If none of the takes is perfect, but you like bits and pieces of each, you’ll be able to use the DAW’s scissors tool to cut and paste the good bits and assemble them into a composite track. These two features – loop recording and cut-and-paste editing – would make a DAW a must-have piece of gear even if it did nothing else.
MIDI is a special type of control language designed specifically for playing synthesizers and samplers. Until a few years ago, most MIDI synths and samplers were hardware. Hardware instruments are still common, but today software synths are widely used. These instruments operate as plug-ins within the host DAW.
MIDI recording and editing will operate exactly the same way, whether you’re using a hardware or software instrument. The main difference is that if you’re using software instruments exclusively, you’ll also need some type of MIDI keyboard or pad controller so as to play the MIDI parts. Technically, it’s possible to create MIDI parts using the mouse, but the process is extremely tedious: You really don’t want to go that route.
When you record a MIDI track, the data in the track is transmitted to the synthesizer, which responds by playing notes. MIDI offers some advantages compared to recording real instruments, but it also has some limitations. You can easily edit the notes of MIDI tracks in a piano-roll display (Fig. 3) – snipping out a flubbed note, for instance, while leaving nearby notes untouched. Alternatively, you can keep the notes and have them play an entirely different sound. After recording a MIDI bass line that works well with your drum track, for example, you could try out different bass sounds until you find one that fits the song.
Fig 3. A MIDI piano-roll edit window in Ableton Live 7. MIDI notes appear as horizontal bars. Their pitch is indicated by the keyboard graphic on the left.
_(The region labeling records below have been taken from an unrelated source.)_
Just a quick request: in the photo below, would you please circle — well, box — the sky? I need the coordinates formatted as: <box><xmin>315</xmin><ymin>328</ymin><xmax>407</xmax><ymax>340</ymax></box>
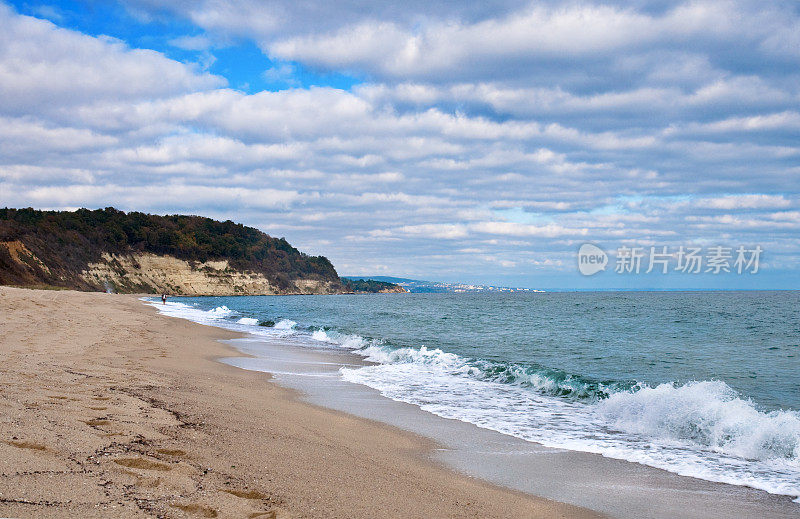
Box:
<box><xmin>0</xmin><ymin>0</ymin><xmax>800</xmax><ymax>289</ymax></box>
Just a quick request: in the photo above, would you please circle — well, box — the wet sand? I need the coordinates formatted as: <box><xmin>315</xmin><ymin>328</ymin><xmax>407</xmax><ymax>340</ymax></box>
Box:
<box><xmin>0</xmin><ymin>287</ymin><xmax>598</xmax><ymax>518</ymax></box>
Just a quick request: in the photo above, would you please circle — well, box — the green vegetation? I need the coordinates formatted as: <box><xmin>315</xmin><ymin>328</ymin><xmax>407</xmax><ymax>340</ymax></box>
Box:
<box><xmin>342</xmin><ymin>277</ymin><xmax>405</xmax><ymax>294</ymax></box>
<box><xmin>0</xmin><ymin>207</ymin><xmax>339</xmax><ymax>290</ymax></box>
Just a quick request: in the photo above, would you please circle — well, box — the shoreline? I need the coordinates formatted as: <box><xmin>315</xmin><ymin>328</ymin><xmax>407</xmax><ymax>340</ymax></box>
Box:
<box><xmin>147</xmin><ymin>294</ymin><xmax>800</xmax><ymax>518</ymax></box>
<box><xmin>0</xmin><ymin>287</ymin><xmax>600</xmax><ymax>518</ymax></box>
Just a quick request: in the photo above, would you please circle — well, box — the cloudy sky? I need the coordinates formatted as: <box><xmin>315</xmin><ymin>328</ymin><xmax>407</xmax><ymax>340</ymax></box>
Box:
<box><xmin>0</xmin><ymin>0</ymin><xmax>800</xmax><ymax>288</ymax></box>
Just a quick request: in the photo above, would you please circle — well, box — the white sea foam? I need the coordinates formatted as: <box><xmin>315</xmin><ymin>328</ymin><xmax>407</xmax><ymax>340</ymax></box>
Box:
<box><xmin>597</xmin><ymin>380</ymin><xmax>800</xmax><ymax>468</ymax></box>
<box><xmin>147</xmin><ymin>302</ymin><xmax>800</xmax><ymax>501</ymax></box>
<box><xmin>311</xmin><ymin>330</ymin><xmax>331</xmax><ymax>342</ymax></box>
<box><xmin>341</xmin><ymin>346</ymin><xmax>800</xmax><ymax>497</ymax></box>
<box><xmin>274</xmin><ymin>319</ymin><xmax>297</xmax><ymax>330</ymax></box>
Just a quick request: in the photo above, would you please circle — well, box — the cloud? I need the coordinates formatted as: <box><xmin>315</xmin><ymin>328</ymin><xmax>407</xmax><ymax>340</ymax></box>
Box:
<box><xmin>0</xmin><ymin>3</ymin><xmax>225</xmax><ymax>115</ymax></box>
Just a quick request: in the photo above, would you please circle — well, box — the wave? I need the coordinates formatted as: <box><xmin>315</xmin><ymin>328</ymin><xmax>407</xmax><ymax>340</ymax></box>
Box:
<box><xmin>145</xmin><ymin>303</ymin><xmax>800</xmax><ymax>499</ymax></box>
<box><xmin>597</xmin><ymin>380</ymin><xmax>800</xmax><ymax>468</ymax></box>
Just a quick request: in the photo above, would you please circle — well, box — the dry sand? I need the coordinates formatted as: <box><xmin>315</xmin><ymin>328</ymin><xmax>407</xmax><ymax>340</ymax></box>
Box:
<box><xmin>0</xmin><ymin>287</ymin><xmax>596</xmax><ymax>518</ymax></box>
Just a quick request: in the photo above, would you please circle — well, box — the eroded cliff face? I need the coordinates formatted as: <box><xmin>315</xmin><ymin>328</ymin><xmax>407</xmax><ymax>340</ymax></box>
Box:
<box><xmin>81</xmin><ymin>253</ymin><xmax>342</xmax><ymax>296</ymax></box>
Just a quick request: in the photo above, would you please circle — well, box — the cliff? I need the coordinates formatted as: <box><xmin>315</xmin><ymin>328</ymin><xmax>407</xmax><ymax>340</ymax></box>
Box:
<box><xmin>0</xmin><ymin>208</ymin><xmax>346</xmax><ymax>295</ymax></box>
<box><xmin>341</xmin><ymin>277</ymin><xmax>408</xmax><ymax>294</ymax></box>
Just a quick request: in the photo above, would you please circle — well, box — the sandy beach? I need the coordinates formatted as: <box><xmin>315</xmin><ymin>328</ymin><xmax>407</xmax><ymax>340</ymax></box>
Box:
<box><xmin>0</xmin><ymin>287</ymin><xmax>596</xmax><ymax>518</ymax></box>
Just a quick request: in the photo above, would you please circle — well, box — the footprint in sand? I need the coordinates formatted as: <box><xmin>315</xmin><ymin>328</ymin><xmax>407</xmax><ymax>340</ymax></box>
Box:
<box><xmin>221</xmin><ymin>488</ymin><xmax>267</xmax><ymax>499</ymax></box>
<box><xmin>156</xmin><ymin>449</ymin><xmax>186</xmax><ymax>458</ymax></box>
<box><xmin>6</xmin><ymin>440</ymin><xmax>47</xmax><ymax>451</ymax></box>
<box><xmin>169</xmin><ymin>503</ymin><xmax>217</xmax><ymax>517</ymax></box>
<box><xmin>83</xmin><ymin>418</ymin><xmax>111</xmax><ymax>427</ymax></box>
<box><xmin>114</xmin><ymin>458</ymin><xmax>172</xmax><ymax>472</ymax></box>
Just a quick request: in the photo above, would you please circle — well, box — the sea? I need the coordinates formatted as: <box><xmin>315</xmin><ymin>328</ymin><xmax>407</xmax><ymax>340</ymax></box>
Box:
<box><xmin>147</xmin><ymin>291</ymin><xmax>800</xmax><ymax>502</ymax></box>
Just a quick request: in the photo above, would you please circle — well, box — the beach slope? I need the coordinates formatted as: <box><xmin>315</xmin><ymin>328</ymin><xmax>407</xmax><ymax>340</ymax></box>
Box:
<box><xmin>0</xmin><ymin>287</ymin><xmax>595</xmax><ymax>518</ymax></box>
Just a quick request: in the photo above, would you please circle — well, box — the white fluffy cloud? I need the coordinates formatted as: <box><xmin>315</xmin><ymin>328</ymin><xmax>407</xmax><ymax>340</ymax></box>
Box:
<box><xmin>0</xmin><ymin>0</ymin><xmax>800</xmax><ymax>279</ymax></box>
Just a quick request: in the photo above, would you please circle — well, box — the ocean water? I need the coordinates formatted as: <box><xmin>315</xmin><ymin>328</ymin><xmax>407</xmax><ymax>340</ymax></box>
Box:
<box><xmin>147</xmin><ymin>291</ymin><xmax>800</xmax><ymax>498</ymax></box>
The ruler across the top shows the bar/bear positions of the notes. Note velocities are displayed in the strip along the bottom. The notes colored black are being selected for editing by dragging across them with the mouse.
The main weakness of MIDI tracks is that making them sound like real instruments can be quite difficult. A MIDI-based drum track probably won’t have the same level of expression and energy that you could get by playing the part with sticks. There are ways to add expression to MIDI tracks, but the editing process tends to be somewhat finicky.